2) The Budget Resolution that Dr. Hagerman recommended to us that we discussed and approved at our last meeting is the product of a multi-month, multi-meeting process that included community input, including two dedicated Budget Fora, and that reinforces my belief that it reflects community values. I believe that community input influenced our decision to add additional investment in security and to add funds responsive to community concerns about the use of crumb rubber as infill for a replacement synthetic turf. I think it is a good thing that we took community input into account and added this additional investment in security and in seeking safe playing surfaces. And I understand the Administration’s reasoning in saying it would have been imprudent to cut in other areas to make these investments. For example, the League notes that our plant improvement budget is already well under the level recommended by the National School Boards Association.
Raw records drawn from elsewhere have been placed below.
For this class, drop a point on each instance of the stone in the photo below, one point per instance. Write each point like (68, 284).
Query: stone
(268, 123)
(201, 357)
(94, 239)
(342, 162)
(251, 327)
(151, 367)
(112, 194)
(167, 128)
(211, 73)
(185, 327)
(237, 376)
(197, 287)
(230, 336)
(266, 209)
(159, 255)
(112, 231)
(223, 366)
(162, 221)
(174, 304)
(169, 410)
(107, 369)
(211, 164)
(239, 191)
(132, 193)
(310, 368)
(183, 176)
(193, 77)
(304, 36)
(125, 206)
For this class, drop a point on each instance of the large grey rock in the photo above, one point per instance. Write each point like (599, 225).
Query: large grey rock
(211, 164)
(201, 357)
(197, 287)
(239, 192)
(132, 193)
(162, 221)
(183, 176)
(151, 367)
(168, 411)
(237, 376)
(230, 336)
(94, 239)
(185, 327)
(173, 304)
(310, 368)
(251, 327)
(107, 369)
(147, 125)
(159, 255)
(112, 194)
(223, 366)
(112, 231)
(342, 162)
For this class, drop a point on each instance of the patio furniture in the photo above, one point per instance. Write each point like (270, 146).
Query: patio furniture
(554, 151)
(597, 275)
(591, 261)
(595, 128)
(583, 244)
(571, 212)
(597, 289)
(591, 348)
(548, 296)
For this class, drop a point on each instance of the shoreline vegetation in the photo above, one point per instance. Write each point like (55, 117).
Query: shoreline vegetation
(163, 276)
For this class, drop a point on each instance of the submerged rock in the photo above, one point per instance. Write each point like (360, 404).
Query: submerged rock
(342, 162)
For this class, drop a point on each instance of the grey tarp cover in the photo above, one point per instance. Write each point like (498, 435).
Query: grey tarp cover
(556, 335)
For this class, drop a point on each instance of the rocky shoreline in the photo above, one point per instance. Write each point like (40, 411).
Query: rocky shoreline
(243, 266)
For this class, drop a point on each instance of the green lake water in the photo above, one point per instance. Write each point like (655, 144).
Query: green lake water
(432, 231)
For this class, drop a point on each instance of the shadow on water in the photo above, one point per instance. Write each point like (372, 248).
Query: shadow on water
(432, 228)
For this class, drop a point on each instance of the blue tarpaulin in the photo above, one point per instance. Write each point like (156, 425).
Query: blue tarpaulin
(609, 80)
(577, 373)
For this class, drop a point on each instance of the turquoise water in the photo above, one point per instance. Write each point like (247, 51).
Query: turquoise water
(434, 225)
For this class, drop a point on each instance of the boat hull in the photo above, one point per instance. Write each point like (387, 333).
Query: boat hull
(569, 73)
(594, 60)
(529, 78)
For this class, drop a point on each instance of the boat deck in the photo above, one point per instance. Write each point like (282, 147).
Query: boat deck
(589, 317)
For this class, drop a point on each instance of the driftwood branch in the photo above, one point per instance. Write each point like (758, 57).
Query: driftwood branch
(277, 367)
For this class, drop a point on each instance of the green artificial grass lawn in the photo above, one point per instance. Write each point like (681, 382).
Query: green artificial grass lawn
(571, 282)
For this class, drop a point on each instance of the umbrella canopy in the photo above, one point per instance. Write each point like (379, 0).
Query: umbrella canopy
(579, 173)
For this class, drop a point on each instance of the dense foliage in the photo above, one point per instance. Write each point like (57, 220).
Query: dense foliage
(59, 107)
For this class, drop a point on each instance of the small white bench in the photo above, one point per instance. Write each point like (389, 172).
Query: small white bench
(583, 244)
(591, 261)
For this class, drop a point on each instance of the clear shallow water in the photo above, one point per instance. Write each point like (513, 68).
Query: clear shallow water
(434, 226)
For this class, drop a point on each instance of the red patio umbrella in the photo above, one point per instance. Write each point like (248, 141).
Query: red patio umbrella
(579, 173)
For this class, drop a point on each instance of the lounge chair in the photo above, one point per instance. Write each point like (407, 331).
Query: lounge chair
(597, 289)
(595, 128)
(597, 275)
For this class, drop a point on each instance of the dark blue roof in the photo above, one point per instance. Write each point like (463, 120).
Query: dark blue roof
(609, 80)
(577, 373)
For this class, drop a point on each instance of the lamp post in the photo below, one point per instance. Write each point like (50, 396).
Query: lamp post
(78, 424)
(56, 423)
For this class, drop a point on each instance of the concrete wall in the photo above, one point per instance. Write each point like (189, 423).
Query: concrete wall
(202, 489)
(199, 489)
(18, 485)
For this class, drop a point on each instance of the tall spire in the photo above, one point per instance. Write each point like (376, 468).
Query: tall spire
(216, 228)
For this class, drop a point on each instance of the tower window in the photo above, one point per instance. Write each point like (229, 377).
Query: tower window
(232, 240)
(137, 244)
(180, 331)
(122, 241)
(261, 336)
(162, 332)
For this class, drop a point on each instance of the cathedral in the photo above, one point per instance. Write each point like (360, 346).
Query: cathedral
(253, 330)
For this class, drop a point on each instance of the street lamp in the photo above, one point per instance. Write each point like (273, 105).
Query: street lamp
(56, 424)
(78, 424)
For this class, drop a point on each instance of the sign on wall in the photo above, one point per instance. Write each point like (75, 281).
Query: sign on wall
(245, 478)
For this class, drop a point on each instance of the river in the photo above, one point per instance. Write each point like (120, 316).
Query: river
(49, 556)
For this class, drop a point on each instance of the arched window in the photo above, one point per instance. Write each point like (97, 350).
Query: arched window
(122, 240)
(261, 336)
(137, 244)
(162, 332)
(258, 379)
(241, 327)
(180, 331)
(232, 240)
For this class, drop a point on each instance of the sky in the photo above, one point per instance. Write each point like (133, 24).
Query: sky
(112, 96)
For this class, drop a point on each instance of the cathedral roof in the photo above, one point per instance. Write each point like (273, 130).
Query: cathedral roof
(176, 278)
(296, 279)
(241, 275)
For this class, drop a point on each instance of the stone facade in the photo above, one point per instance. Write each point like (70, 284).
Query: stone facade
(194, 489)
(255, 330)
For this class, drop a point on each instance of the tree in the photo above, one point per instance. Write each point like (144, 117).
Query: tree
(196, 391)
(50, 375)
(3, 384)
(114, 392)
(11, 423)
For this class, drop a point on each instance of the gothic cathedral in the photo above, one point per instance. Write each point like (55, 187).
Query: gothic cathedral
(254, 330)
3) We owe to all in our community to try to contain taxes, but we also owe it all in our community to work to sustain their home values, be residents with young families or seniors. Arguably, from a pocketbook perspective, in a town like Scarsdale so tied to the schools, investment in our schools has a multiplier effect in terms of home values.

4) Relatedly, I want to point everyone to the report in our budget book that the true tax rate in Scarsdale is among the lowest in all of Westchester, Putnam and Rockland Counties – 44th out of 52, and considerably lower than the median. For those who don’t know  true tax rate, takes into account the market values of all of the District’s properties; arguably, it reflects a wealth factor of sorts.

In conclusion, I want to stress that I am not for unlimited spending for all time, but I do believe you get what you pay for. What  Scarsdale School District taxpayers have paid for a century are top-quality public schools for our kids. My vote on the Budget Resolution reflected my view that we should pay this forward for the next century of Scarsdale schoolchildren, and this year we’re proposing to voters to do so with a much more modest increase than many of those that brought us here.”